Specific recruitment of NK cells in the T cell zone and their associations with DCs upon L. major infection. BALB/c mice were injected with L. major in the left ear and PBS in the right ear, and tissue sections were prepared from ear-draining LNs 12 h later. (A) A representative section stained for B220, CD49b, CD11c, Lyve-1, and PNAd reveals the association of NK cells with DCs in outer paracortical areas below B cell follicles. A region where numerous NK cells and DCs were in physical contact is shown in the enlarged inset. (B) Staining for CD49b and IFN-γ demonstrates the specific induction of IFN-γ production in NK cells upon L. major infection. The number is the percentage of CD49b⁺ cells among all IFN-γ producers (mean ± SD). A total of 10 LN fields were scored. (C) A representative section costained for IFN-γ, PNAd, B220, and Lyve-1 shows that IFN-γ production occurs preferentially between and under B cell follicles. (D and E) Representative sections costained for CD11c and IFN-γ show that IFN-γ producers were in close contact with DCs.

Figure 7.

Distribution of NK cells, IFN-γ–secreting cells, and parasite-specific CD4⁺ T cells in LNs. CD90.1⁺ CD4⁺ cells from WT15 TCR transgenic mice were labeled with CFSE and injected into CD90.1⁻ BALB/c mice. Recipient mice were injected 24 h later with L. major in the right ear and PBS in the left ear. (A) The activation status of WT15 cells was examined by flow cytometry at the indicated times upon staining with anti-CD62L and anti-CD69 mAb. Data show dot plots after gating on CD90.1⁺ cells and are representative of three experiments.

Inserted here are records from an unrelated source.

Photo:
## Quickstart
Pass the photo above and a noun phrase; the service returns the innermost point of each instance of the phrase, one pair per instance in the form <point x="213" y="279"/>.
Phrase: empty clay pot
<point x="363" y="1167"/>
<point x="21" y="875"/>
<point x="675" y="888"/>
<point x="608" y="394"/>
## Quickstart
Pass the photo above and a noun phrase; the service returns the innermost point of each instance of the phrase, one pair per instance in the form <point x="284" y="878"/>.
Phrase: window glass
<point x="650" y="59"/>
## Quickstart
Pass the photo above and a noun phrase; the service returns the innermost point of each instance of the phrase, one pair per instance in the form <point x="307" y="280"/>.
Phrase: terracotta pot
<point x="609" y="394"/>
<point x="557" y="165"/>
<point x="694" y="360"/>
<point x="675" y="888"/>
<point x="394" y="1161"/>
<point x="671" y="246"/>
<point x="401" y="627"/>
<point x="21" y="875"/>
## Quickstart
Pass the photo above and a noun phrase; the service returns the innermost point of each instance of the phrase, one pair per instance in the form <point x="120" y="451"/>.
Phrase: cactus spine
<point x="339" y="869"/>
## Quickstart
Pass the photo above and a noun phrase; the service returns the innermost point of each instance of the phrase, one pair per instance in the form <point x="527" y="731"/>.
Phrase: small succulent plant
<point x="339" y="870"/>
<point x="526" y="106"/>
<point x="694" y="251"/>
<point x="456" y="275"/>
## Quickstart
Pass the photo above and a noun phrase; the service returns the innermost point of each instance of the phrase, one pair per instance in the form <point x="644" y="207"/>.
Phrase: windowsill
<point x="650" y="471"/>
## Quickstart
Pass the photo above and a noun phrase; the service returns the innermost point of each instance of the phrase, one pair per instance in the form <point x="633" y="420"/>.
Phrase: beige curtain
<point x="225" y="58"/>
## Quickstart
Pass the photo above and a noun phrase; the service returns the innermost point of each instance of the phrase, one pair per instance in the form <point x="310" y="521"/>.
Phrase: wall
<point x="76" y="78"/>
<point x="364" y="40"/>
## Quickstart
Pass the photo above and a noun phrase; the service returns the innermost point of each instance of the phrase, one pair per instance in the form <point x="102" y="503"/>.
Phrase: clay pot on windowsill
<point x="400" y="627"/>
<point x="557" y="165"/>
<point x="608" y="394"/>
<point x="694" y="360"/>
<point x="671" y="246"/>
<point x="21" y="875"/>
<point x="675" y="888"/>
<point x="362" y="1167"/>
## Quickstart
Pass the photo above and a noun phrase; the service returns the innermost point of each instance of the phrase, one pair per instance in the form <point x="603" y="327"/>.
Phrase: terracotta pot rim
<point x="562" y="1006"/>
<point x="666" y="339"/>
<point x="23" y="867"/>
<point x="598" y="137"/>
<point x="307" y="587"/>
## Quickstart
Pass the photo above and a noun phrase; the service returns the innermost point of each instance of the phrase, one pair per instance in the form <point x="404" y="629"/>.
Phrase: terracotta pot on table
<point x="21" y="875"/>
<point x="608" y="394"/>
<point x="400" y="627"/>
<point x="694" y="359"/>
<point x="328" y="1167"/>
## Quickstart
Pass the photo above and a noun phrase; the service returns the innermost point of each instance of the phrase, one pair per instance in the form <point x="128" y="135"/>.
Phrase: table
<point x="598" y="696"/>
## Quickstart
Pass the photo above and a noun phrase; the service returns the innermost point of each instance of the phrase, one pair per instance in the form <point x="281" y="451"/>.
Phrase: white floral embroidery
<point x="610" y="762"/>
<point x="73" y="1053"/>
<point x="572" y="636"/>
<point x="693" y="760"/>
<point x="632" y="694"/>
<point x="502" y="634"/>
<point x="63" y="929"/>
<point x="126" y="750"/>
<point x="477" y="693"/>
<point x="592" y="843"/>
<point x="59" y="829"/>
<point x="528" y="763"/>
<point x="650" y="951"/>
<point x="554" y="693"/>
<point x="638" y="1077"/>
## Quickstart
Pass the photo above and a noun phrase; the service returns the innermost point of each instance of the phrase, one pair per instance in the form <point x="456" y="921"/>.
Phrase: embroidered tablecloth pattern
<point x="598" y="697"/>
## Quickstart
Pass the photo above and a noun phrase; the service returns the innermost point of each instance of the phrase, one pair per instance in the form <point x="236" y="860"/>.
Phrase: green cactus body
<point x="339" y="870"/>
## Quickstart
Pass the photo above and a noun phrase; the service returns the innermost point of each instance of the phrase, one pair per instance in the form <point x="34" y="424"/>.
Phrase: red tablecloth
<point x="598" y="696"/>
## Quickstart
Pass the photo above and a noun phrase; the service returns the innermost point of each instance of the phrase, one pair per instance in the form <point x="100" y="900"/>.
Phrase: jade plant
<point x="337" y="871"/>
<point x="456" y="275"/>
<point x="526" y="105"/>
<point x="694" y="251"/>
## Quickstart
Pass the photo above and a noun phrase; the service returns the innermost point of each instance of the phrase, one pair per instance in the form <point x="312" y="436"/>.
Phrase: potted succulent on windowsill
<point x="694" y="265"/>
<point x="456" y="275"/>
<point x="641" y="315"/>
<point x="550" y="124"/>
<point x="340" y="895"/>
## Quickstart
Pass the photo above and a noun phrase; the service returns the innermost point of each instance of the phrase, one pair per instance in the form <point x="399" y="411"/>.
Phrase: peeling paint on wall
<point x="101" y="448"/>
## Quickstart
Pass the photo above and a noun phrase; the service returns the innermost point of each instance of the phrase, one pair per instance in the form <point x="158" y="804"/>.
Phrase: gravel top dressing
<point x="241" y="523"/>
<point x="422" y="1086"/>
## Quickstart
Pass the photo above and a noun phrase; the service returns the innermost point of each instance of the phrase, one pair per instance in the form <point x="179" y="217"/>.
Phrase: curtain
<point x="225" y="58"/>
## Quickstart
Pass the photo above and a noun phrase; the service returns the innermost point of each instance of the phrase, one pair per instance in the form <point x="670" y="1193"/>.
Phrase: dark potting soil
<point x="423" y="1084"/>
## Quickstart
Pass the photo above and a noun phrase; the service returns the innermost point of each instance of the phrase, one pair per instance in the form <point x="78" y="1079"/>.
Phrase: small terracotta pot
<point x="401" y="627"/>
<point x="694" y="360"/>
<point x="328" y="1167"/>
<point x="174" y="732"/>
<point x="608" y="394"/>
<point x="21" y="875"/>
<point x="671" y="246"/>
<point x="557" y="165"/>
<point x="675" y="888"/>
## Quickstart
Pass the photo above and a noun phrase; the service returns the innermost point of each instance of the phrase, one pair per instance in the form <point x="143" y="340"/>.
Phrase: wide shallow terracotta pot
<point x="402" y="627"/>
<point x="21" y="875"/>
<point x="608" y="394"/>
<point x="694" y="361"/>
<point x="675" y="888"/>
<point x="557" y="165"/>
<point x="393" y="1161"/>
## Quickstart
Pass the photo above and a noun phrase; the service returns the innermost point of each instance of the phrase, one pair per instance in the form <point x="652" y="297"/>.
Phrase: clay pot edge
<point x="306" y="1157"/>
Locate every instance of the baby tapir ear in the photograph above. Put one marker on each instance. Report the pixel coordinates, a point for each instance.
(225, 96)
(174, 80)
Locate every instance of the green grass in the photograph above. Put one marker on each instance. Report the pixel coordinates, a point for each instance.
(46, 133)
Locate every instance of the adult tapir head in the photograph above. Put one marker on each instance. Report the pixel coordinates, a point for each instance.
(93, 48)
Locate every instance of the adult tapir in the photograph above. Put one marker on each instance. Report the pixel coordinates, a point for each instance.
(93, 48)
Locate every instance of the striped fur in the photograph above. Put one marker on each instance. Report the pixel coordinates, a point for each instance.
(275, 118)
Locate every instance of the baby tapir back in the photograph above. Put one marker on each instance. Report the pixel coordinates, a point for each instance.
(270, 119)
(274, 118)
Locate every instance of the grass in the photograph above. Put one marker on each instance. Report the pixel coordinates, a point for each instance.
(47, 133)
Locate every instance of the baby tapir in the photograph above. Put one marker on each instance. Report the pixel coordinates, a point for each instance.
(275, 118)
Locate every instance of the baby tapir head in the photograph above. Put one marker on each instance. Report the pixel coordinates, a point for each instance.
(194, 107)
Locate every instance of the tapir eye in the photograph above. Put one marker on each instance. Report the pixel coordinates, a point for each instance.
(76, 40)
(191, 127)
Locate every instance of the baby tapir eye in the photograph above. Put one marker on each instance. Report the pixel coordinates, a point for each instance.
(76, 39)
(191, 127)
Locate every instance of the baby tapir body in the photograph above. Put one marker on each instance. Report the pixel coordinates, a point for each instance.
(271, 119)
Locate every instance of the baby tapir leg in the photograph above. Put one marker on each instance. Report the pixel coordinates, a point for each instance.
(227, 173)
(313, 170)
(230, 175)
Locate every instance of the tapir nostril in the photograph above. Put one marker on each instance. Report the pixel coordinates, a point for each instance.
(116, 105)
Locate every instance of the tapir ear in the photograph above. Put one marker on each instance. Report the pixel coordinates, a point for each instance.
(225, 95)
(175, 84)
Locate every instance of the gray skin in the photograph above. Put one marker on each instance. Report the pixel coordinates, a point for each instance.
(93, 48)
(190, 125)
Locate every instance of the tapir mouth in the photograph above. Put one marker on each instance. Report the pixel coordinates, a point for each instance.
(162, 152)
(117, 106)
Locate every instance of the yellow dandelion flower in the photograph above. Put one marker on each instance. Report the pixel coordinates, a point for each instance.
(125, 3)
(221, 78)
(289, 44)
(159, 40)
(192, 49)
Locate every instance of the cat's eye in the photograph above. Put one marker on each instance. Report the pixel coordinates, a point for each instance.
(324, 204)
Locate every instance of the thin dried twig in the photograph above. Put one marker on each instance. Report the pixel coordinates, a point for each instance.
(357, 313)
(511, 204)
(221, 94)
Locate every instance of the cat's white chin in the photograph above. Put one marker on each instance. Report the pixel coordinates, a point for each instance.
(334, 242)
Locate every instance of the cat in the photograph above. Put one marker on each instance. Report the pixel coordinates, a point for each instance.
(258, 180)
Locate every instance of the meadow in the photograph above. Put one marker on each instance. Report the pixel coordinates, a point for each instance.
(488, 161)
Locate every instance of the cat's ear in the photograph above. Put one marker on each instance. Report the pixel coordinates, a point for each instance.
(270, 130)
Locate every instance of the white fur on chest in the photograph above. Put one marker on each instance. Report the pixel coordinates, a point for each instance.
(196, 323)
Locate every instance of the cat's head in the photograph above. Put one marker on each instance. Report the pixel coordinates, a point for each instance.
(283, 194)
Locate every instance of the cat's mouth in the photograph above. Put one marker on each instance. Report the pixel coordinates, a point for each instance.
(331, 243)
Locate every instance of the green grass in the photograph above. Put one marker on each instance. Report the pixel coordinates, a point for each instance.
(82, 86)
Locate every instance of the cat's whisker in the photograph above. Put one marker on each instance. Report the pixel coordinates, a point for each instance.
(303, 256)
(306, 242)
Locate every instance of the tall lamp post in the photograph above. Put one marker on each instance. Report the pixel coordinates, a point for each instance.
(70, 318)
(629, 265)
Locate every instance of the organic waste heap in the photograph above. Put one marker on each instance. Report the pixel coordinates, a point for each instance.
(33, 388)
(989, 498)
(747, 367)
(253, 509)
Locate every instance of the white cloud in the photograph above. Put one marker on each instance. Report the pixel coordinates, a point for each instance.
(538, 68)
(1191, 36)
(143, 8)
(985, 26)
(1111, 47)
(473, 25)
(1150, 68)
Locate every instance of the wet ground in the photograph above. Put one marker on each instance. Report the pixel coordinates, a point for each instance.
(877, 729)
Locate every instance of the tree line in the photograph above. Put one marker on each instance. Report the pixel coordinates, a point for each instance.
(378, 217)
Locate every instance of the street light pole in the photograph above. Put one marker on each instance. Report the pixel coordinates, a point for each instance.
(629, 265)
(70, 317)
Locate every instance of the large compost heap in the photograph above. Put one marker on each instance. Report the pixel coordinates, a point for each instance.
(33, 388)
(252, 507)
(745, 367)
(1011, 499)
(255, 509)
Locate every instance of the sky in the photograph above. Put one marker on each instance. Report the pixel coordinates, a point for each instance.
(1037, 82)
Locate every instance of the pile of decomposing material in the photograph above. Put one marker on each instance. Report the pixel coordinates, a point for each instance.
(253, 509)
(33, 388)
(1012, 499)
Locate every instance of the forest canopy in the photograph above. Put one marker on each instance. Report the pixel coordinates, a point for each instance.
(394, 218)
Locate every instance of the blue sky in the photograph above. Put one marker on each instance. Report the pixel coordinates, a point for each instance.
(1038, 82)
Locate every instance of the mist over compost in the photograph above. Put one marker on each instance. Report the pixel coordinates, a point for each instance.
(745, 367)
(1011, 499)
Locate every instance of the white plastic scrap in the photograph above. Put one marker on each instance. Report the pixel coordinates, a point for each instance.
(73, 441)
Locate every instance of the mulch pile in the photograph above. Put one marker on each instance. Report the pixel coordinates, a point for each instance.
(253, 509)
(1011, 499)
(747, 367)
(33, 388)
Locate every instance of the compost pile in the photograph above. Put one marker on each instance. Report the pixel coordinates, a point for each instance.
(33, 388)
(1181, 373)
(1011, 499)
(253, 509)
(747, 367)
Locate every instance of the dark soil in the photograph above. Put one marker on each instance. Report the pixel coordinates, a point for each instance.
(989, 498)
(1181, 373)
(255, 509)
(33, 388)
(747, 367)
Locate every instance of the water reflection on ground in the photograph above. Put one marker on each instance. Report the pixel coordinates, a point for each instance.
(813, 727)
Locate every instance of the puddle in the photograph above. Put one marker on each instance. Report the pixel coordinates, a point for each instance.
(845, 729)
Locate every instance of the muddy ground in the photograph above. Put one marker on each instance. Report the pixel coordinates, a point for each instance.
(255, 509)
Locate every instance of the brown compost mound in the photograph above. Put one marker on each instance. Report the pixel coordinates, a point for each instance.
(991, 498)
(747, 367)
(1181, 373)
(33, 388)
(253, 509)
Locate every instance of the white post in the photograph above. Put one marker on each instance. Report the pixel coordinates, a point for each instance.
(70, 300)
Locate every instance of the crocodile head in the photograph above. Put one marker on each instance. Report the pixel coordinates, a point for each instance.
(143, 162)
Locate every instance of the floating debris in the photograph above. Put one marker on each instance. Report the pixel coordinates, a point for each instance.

Numbers indicate the percentage of cells in each quadrant. (B and C) Mice were killed 12 h after injection, and the distribution of WT15 cells and IFN-γ–secreting NK cells was analyzed on LN sections after staining for B220, PNAd, Lyve-1, and IFN-γ. (B) Representative sections are shown, and the inset shows the colocalization of CD4 T cells undergoing activation and IFN-γ–secreting cells. (C) Pictures show clusters of CD11c⁺ DCs, WT15 cells, and IFN-γ–secreting cells. (A–C) A total of 10 LNs were examined for each infection and control condition.